* Energy index hits 7-month low
* Viva Energy Group worst performer among Aussie shares
By Niyati Shetty
Nov 19 (Reuters) - Australian shares fell on Monday, weighed down by energy and financial stocks, as heightened international tensions and slowing global growth rattled risk-averse investors.
The S&P/ASX 200 index fell 0.6 percent or 36.2 points to 5,694.4 by 0106 GMT. The benchmark was marginally lower on Friday.
“Fairly cautious start to trading...In particular, the mutual criticisms between U.S. and China has markets concerned about rising global trade tensions and the announcement by U.S. intelligence agencies that Saudi Arabia was behind the killing of a journalist (Jamal Khashoggi) has painted the White House into a diplomatic corner,” said Michael McCarthy, chief market strategist at CMC Markets.
Remarks from U.S. Vice President Mike Spence at the Asia Pacific Economic Co-operation summit on Saturday added to anxiety over the Sino- U.S. trade spat when he said the United States would not back down.
Separately, two U.S. Federal Reserve officials on Friday cautioned of a slowdown in global economic growth.
Energy stocks fell as much as 1.9 percent and were at a seven-month low after fresh revelations in the Khashoggi case created a fissure between U.S. and major oil producer Saudi Arabia.

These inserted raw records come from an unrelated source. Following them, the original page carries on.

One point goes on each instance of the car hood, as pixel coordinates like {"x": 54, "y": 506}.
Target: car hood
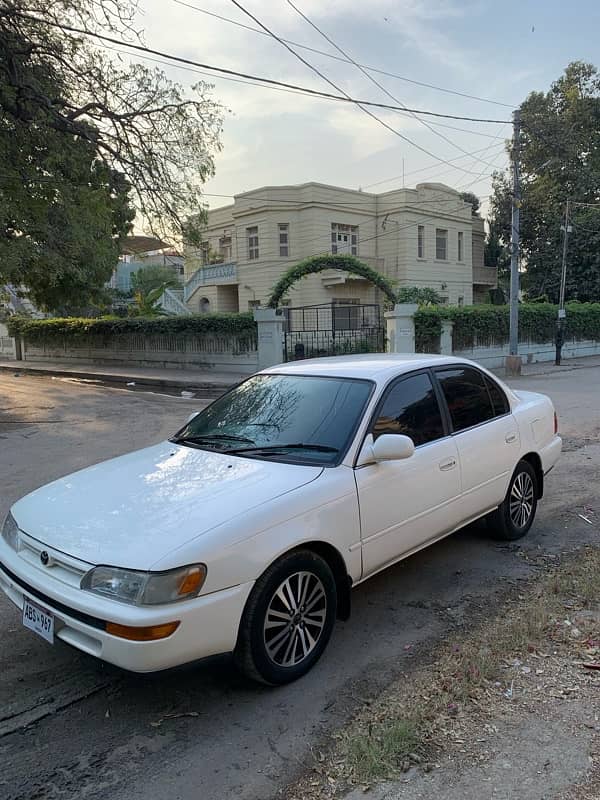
{"x": 133, "y": 510}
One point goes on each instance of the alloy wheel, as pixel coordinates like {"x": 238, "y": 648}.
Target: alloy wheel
{"x": 295, "y": 619}
{"x": 521, "y": 499}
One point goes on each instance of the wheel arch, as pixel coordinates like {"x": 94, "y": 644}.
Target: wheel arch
{"x": 343, "y": 581}
{"x": 335, "y": 561}
{"x": 536, "y": 462}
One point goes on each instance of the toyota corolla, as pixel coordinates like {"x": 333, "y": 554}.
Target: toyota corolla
{"x": 247, "y": 530}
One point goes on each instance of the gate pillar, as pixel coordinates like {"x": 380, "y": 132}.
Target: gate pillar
{"x": 270, "y": 336}
{"x": 400, "y": 324}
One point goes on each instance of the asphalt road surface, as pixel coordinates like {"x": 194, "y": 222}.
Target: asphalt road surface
{"x": 72, "y": 727}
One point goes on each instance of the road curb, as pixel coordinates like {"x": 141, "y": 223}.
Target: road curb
{"x": 206, "y": 389}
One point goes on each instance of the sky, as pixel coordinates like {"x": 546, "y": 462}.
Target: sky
{"x": 499, "y": 51}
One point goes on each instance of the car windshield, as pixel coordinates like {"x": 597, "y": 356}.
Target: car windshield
{"x": 293, "y": 418}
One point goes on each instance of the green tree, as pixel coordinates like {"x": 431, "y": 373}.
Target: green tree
{"x": 82, "y": 138}
{"x": 146, "y": 304}
{"x": 424, "y": 296}
{"x": 560, "y": 159}
{"x": 475, "y": 202}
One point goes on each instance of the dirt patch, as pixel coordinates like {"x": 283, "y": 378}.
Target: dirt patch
{"x": 508, "y": 710}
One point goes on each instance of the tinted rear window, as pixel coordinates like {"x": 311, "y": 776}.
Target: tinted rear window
{"x": 467, "y": 396}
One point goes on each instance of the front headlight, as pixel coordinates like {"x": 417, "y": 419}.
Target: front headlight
{"x": 145, "y": 588}
{"x": 10, "y": 532}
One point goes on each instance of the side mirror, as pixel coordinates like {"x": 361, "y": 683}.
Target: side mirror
{"x": 392, "y": 447}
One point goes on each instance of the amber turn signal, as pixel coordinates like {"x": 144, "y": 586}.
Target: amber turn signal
{"x": 148, "y": 633}
{"x": 193, "y": 581}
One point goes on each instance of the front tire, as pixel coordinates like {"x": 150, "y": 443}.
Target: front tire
{"x": 514, "y": 517}
{"x": 288, "y": 619}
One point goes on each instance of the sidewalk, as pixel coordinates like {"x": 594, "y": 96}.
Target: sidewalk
{"x": 548, "y": 367}
{"x": 211, "y": 384}
{"x": 203, "y": 383}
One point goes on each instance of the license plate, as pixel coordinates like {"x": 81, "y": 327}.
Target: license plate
{"x": 38, "y": 619}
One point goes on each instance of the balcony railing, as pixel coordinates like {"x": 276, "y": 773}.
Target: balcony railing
{"x": 210, "y": 275}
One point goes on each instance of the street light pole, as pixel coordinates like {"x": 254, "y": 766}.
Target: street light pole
{"x": 560, "y": 322}
{"x": 513, "y": 362}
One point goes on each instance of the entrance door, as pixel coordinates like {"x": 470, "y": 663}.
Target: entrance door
{"x": 405, "y": 504}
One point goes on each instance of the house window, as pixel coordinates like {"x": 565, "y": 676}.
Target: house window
{"x": 205, "y": 252}
{"x": 346, "y": 314}
{"x": 421, "y": 241}
{"x": 252, "y": 238}
{"x": 344, "y": 239}
{"x": 441, "y": 244}
{"x": 284, "y": 239}
{"x": 225, "y": 248}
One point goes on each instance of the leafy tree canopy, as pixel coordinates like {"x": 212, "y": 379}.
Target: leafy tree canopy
{"x": 560, "y": 159}
{"x": 475, "y": 202}
{"x": 83, "y": 139}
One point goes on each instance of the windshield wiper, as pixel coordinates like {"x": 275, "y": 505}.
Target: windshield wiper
{"x": 211, "y": 437}
{"x": 321, "y": 448}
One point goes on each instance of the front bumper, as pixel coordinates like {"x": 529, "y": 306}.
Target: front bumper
{"x": 550, "y": 454}
{"x": 208, "y": 624}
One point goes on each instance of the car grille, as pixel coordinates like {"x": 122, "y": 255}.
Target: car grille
{"x": 59, "y": 566}
{"x": 55, "y": 605}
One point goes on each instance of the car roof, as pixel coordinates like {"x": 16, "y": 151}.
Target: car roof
{"x": 373, "y": 366}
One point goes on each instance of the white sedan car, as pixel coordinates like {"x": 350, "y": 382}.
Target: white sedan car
{"x": 247, "y": 530}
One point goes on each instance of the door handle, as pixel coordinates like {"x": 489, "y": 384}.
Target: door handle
{"x": 450, "y": 463}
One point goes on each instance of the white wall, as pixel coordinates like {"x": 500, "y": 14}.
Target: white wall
{"x": 531, "y": 353}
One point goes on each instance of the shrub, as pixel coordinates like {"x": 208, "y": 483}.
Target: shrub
{"x": 77, "y": 327}
{"x": 490, "y": 325}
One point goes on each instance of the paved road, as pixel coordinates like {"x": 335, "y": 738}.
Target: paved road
{"x": 71, "y": 727}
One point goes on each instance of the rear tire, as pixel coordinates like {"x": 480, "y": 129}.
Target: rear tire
{"x": 514, "y": 517}
{"x": 288, "y": 619}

Government sources on Saturday said the Central Intelligence Agency (CIA) had briefed the Trump administration on the murder and its belief that Crown Prince Mohammed bin Salman ordered it.

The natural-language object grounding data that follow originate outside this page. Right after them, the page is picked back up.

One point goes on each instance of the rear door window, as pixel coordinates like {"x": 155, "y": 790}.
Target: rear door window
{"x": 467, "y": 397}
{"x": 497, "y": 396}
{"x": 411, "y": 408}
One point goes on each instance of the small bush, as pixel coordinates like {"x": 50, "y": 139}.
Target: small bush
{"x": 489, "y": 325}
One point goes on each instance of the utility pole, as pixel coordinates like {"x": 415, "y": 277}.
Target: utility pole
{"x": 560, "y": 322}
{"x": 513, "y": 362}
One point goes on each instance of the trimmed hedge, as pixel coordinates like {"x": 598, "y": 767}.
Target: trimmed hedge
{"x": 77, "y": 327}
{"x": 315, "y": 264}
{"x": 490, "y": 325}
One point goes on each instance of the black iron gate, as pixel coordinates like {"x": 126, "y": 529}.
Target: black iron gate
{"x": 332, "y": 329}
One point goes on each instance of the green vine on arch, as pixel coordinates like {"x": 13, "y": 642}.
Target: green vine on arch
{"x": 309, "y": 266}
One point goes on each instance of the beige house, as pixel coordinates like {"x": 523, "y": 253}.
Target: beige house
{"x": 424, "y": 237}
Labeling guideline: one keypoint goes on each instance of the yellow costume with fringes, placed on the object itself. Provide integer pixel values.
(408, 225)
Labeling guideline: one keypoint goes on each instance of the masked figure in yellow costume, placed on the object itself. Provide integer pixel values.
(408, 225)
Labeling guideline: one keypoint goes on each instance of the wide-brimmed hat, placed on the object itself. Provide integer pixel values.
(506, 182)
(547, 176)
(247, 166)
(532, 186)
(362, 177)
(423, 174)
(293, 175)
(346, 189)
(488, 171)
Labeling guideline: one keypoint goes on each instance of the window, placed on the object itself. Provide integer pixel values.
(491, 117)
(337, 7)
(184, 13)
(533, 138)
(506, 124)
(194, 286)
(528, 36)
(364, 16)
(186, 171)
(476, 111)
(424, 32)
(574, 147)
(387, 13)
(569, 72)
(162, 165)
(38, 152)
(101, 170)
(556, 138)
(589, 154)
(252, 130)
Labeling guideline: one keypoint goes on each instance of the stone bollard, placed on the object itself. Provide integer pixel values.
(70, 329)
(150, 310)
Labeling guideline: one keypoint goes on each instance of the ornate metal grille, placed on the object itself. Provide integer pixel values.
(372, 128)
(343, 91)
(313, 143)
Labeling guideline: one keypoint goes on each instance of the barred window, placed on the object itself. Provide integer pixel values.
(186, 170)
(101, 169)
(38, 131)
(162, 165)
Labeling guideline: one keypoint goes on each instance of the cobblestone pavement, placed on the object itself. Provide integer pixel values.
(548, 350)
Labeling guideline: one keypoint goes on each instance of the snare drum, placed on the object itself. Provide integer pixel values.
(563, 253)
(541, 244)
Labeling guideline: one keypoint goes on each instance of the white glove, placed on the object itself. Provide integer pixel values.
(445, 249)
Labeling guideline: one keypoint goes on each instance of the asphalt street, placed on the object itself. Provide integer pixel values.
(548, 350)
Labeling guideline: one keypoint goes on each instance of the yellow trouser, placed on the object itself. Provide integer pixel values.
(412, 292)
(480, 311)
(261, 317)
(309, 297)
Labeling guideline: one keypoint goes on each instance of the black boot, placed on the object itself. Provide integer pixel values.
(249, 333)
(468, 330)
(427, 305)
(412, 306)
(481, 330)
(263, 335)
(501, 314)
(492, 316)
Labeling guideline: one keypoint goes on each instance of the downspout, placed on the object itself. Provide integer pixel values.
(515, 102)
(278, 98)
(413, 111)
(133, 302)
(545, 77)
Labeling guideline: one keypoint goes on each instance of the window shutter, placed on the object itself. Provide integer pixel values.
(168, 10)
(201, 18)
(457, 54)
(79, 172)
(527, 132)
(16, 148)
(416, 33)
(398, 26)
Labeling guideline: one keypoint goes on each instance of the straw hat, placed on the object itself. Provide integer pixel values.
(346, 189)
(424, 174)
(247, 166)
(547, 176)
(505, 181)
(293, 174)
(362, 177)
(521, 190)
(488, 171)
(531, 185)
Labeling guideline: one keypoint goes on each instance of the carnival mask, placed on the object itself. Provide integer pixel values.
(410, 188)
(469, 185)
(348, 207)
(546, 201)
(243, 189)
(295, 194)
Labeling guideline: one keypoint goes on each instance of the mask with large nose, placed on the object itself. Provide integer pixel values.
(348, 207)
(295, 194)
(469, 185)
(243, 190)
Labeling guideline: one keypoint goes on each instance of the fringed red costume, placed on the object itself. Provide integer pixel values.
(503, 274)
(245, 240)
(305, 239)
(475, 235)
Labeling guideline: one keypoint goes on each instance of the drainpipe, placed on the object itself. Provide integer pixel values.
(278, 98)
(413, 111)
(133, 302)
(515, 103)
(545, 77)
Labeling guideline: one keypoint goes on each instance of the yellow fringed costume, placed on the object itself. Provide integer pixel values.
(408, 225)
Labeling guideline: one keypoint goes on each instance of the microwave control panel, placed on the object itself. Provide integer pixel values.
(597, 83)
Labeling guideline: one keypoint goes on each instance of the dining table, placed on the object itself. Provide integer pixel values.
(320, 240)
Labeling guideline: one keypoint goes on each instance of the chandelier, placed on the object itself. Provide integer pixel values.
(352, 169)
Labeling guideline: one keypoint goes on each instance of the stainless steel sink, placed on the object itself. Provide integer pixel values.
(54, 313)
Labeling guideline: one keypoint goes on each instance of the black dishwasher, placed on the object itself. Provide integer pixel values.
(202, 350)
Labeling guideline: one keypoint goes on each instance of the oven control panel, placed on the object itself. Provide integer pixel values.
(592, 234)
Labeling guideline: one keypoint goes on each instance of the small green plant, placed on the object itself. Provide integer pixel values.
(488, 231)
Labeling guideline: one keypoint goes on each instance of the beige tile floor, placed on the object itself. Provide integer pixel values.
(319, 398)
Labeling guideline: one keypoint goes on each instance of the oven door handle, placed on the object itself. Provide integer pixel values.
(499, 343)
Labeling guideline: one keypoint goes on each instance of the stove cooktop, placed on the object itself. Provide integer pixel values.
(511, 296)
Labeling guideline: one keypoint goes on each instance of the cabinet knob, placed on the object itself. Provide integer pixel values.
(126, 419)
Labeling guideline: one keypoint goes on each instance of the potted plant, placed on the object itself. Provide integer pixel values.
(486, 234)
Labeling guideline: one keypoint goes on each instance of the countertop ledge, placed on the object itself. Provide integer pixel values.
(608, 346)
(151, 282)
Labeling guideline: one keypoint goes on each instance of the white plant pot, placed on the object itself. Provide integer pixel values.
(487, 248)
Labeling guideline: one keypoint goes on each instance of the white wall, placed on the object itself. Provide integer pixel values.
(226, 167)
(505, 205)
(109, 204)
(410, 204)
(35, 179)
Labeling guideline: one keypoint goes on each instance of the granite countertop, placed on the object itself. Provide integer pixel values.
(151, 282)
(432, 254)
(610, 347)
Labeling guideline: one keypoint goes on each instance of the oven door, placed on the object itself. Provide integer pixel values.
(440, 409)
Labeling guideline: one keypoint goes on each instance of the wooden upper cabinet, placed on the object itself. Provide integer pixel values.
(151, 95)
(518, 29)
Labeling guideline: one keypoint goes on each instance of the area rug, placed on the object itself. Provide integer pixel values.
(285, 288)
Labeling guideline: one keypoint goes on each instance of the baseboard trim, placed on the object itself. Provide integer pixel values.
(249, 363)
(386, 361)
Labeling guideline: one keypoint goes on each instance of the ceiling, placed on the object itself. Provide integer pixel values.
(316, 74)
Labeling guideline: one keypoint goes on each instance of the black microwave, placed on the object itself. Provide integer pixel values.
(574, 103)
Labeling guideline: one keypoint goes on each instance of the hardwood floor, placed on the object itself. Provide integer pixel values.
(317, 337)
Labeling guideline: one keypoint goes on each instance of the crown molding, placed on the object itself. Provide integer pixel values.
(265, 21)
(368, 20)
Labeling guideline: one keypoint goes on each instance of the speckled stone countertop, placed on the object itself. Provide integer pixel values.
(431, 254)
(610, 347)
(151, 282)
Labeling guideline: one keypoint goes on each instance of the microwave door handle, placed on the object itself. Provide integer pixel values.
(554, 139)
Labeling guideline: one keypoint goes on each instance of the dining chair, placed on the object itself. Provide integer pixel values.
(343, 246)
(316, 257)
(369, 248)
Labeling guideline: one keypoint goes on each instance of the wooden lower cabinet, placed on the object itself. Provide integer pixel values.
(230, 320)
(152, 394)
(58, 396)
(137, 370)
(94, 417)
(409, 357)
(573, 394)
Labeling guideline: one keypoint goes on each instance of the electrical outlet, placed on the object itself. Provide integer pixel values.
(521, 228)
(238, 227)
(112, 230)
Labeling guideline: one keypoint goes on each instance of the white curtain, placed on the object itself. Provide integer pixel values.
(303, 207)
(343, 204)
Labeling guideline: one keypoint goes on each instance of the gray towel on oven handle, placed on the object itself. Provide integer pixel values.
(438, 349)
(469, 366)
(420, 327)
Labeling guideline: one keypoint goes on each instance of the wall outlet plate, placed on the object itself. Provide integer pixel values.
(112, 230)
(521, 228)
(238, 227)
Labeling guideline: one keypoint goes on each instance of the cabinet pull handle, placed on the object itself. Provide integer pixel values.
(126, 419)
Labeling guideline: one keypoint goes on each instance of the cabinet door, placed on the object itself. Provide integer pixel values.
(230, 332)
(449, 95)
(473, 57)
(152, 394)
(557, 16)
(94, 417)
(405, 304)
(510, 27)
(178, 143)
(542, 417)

Oil and gas explorers Woodside Petroleum Ltd and Santos Ltd fell 1.2 percent and 1.4 percent, respectively.
Viva Energy Group Ltd fell as much as 19 percent was the worst performer among Australian shares after it cut its fiscal 2018 profit outlook.
The financial index fell 0.9 percent with top lender Commonwealth Bank of Australia losing 0.8 percent.
CBA chief executive Matt Comyn admitted to feelings of disappointment and embarrassment at the Royal Commission enquiry into financial sector misbehaviour after revelations of large-scale money-laundering at the bank. Health insurer Medibank Private Ltd fell about 9 percent after it lost its health services contract with the Australian government.
Gold stocks, on the other hand, were up 1.8 percent after gold prices rose as investors sought a safer haven than the falling U.S. dollar.
Gold miner Newcrest Mining Ltd was up 1.2 percent, while peer Evolution Mining gained 3.6 percent.
New Zealand’s benchmark S&P/NZX 50 index was down 0.21 percent to 8,791.34.
Fisher & Paykel Healthcare fell 1.5 percent and Auckland International Airport lost 1.3 percent.